Tutti gli altri, si fanno prendere bellamente in giro, ed il risultato lo conosciamo. Abbiamo avuto in serie Berlusconi, Monti, Letta e Renzi, uno peggio dell'altro, tutti disastri palesi. In un paese dove la popolazione riuscisse ad analizzare le informazioni che riceve, Renzi non avrebbe mai preso il 40% dei voti, ma 40 pernacchie da ogni Italiano che incontrava per strada.


Conclusioni
Ho scritto questo post per rispondere a chi mi chiede, sul blog e di persona, io che propongo per cambiare le cose.

E che cazzo vuoi proporre, se l'80% delle persone che dovrebbero starti a sentire, non sono in grado di farlo? Non parlo di darmi ragione, ma di analizzare ciò che scrivo e dico e farsi un'opinione qualsiasi, ma propria.

Dopo aver postato tabelline a Maggio che prevedevano manovre lacrime e sangue ad Ottobre, cioè aver scritto nero su bianco con tutti i conti matematici che questo governo raccontava frottole, che altro dovrei fare?

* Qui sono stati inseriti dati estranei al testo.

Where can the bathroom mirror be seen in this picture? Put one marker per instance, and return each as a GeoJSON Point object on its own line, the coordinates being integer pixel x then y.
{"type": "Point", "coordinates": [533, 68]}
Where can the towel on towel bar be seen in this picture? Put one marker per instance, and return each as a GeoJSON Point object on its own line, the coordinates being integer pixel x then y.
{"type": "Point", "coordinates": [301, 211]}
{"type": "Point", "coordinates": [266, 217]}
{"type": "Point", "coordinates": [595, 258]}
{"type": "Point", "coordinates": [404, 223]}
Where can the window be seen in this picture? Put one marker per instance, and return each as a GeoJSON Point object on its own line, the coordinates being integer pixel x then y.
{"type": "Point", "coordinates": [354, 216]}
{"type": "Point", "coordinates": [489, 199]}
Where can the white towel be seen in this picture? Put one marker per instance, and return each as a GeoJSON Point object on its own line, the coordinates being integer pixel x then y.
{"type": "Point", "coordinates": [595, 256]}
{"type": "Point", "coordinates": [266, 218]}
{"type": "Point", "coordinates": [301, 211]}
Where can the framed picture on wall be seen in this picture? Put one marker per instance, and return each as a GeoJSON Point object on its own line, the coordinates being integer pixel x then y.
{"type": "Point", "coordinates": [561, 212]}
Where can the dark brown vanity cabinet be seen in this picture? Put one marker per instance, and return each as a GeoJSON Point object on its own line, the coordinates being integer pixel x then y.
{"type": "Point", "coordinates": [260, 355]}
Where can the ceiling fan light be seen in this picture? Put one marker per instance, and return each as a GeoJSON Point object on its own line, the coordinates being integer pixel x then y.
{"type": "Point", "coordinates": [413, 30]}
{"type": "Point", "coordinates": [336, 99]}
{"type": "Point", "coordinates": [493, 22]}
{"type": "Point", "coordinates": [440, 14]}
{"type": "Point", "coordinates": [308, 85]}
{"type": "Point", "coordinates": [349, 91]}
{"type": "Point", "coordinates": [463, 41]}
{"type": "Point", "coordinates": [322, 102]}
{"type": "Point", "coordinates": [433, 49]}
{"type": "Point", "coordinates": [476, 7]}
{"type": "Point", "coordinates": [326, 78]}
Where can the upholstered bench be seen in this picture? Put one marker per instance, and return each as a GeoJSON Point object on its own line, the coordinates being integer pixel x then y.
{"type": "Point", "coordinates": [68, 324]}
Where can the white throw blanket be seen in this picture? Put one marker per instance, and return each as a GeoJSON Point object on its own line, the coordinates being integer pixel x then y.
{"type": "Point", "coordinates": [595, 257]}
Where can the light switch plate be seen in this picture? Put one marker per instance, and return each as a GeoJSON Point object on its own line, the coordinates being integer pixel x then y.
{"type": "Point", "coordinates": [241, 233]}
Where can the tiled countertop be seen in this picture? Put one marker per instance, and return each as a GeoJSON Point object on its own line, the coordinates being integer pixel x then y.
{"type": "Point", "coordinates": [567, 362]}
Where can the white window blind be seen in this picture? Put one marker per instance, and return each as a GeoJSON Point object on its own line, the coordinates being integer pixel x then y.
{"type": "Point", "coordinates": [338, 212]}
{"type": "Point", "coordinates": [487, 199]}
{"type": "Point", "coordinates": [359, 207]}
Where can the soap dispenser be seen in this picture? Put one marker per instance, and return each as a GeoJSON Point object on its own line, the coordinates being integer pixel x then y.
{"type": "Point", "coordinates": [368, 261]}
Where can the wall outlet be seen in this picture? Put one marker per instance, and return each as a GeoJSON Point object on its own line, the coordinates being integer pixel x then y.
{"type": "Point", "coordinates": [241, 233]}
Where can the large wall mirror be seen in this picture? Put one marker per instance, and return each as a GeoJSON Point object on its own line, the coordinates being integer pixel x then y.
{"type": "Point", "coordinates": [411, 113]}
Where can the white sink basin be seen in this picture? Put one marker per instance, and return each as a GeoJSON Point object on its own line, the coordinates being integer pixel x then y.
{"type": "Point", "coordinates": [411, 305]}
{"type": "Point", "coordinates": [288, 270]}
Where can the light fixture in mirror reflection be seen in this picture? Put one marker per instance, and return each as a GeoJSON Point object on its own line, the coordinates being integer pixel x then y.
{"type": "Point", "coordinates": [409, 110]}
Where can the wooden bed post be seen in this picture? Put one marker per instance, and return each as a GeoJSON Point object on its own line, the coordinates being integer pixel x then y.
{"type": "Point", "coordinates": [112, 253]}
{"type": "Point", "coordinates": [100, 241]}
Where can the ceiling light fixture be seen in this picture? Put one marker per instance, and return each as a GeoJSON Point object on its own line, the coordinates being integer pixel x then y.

Dopo aver ripetuto fino alla morte (attraverso vari posts) che dobbiamo uscire dall'euro, utilizzando una doppia circolazione nuova lira/euro per un anno e svalutando il debito, per evitare uno shock al paese, che altro vi posso dire?

Spegnete la televisione, andate al museo, al teatro, al cinema, al bar con gli amici a parlare e scambiarvi opinioni, leggete un libro. La medicina al disastro Italiano è la cultura, la conoscenza, lo scambio tra individui e il pensiero critico, nulla di più.